It’s no secret slot-maker Bally Technologies is good at marketing. Bally dominated AGA’s Communications Awards at the 2012 Global Gaming Expo with six awards for internal and external communications, and the company’s unmatched PR people do a great job of generating press.
But advertising and PR are only part of a marketing department that has been completely revamped since being taken over by Dan Savage.
Savage, Bally’s vice president of corporate marketing, came to the company as a seasoned pro not only in marketing but in the science of improving business processes.
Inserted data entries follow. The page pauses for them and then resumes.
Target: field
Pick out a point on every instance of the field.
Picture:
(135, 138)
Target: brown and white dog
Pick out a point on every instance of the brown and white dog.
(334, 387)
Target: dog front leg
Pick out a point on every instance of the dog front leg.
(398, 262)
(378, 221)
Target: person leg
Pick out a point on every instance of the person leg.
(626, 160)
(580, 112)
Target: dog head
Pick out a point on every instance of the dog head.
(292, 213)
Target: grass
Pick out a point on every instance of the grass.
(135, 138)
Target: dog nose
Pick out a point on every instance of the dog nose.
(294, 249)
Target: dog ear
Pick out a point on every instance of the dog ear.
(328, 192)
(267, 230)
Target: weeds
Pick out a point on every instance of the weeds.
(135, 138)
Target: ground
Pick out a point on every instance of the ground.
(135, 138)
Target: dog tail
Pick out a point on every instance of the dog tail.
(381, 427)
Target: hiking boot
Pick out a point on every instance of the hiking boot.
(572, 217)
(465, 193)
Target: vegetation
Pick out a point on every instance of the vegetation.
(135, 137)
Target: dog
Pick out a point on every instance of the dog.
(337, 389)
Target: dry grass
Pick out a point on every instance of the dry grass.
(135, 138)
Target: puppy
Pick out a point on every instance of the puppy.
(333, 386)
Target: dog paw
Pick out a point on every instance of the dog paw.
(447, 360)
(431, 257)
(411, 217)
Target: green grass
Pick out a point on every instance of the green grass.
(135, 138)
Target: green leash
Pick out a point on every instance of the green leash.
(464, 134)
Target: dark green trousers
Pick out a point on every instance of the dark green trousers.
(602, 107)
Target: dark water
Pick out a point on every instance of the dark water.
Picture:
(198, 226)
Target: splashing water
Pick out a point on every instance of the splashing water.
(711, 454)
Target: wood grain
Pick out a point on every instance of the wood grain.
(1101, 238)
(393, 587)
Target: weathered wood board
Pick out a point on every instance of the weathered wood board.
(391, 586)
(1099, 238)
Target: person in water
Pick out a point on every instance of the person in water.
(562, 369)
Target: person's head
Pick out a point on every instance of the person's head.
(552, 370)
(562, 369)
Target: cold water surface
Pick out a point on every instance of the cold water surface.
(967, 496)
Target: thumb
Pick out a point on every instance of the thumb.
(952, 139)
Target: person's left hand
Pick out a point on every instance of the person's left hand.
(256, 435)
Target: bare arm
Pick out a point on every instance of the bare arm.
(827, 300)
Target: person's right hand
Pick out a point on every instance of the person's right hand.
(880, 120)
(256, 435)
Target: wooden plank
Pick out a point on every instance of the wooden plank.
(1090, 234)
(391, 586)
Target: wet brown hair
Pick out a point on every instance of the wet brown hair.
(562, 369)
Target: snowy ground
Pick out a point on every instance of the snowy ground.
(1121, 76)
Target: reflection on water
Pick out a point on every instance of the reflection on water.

Leaving 3M Company to join Bally as the Great Recession was gaining steam in 2008, Savage’s expertise would prove invaluable. One of the first changes he made was to implement a data-driven marketing process. “We weren’t using data to drive our decisions,” Savage says. “More importantly, we weren’t getting the voice of the customers, the voice of sales, the voice of our internal departments before making decisions. It was a huge (problem) area, but an easy-to-fix one.”
Another immediate “fix:” product testing. Savage brought marketing fully into the game development process, by bringing feedback from both players and operators into the process of refining games, systems and, most recently, the Bally Interactive division.
“When I arrived, we were doing zero player testing,” Savage says. “Last fiscal year, about 20 percent of our products were tested via some kind of face-to-face player feedback. We also do that with operators. For the Pro Series cabinet, we went through five days with executives from various casinos giving us feedback.”
Savage says games that underwent extensive testing have consistently performed better than games that went directly to the market. The old days of hit-and-miss in game development have been replaced with an empirical approach. “We’re in the room with the developers,” he says. “They’ve got to have thick skin, but it’s not just marketing people saying a product is good or bad; it’s a third party, writing a thorough report. The whole effort is to make a better product.”
One of the most effective parts of the marketing function under Savage has been in simply getting the word out about new products. The networked Elite Bonusing Suite is a good example. One of the system’s marquee capabilities is an instant slot tournament over thousands of linked machines of different manufacturers. Last year, Bally used that to stage the world’s largest slot tournament at California’s Pechanga casino—and had the Guinness Book of World Records people on hand to record the event. Press outlets from across the country picked up the story.
“That kind of media attention doesn’t come overnight, and that’s where my team comes in,” Savage says. “It’s a ton of behind-the-scenes work, with Laura (Olson-Reyes, senior director of corporate marketing and communications) driving it all from internal and external communications.”
The other marketing improvement Savage and Olson-Reyes have embraced is custom video production. The classic boring PowerPoint demonstrations for customers have been replaced by slick video presentations that bring new products to life. At customer events like the annual Systems User Conference, custom video is accompanied by live testimonials from the operators actually using the products.
Savage’s marketing department also plays a key role in developing licensed brands—typically a 12-15-month process from conception to completion of a slot. “Our NASCAR product involved a 17-month negotiation,” he says. “You don’t get that done overnight.”
Savage’s marketing team is currently working on three games with licensed themes to be launched at G2E 2013. “We are committed to rolling out two to three licensed brands a year,” he says.
Along with that, 2013 will see an increased commitment to market testing within the game development process. “We’ve initiated what we call customer panels,” says Savage. “Once a quarter, we get 10 to 15 customers together in a room at various designated locations (last month, it was done in Macau for the first time), and we ask them what they think of Bally. How are we doing?
What do you like? What don’t you like? It’s not a selling pitch; it’s 90 percent listening.”
Also expect more grand ways of getting the word out from Bally this year—designed, says Savage, to show customers what games and systems can do, instead of just telling them.
“Without people experiencing a product, without people crowding the floor, without the media attention, it doesn’t work,” Savage says. “You’ve got to create that whole circus.”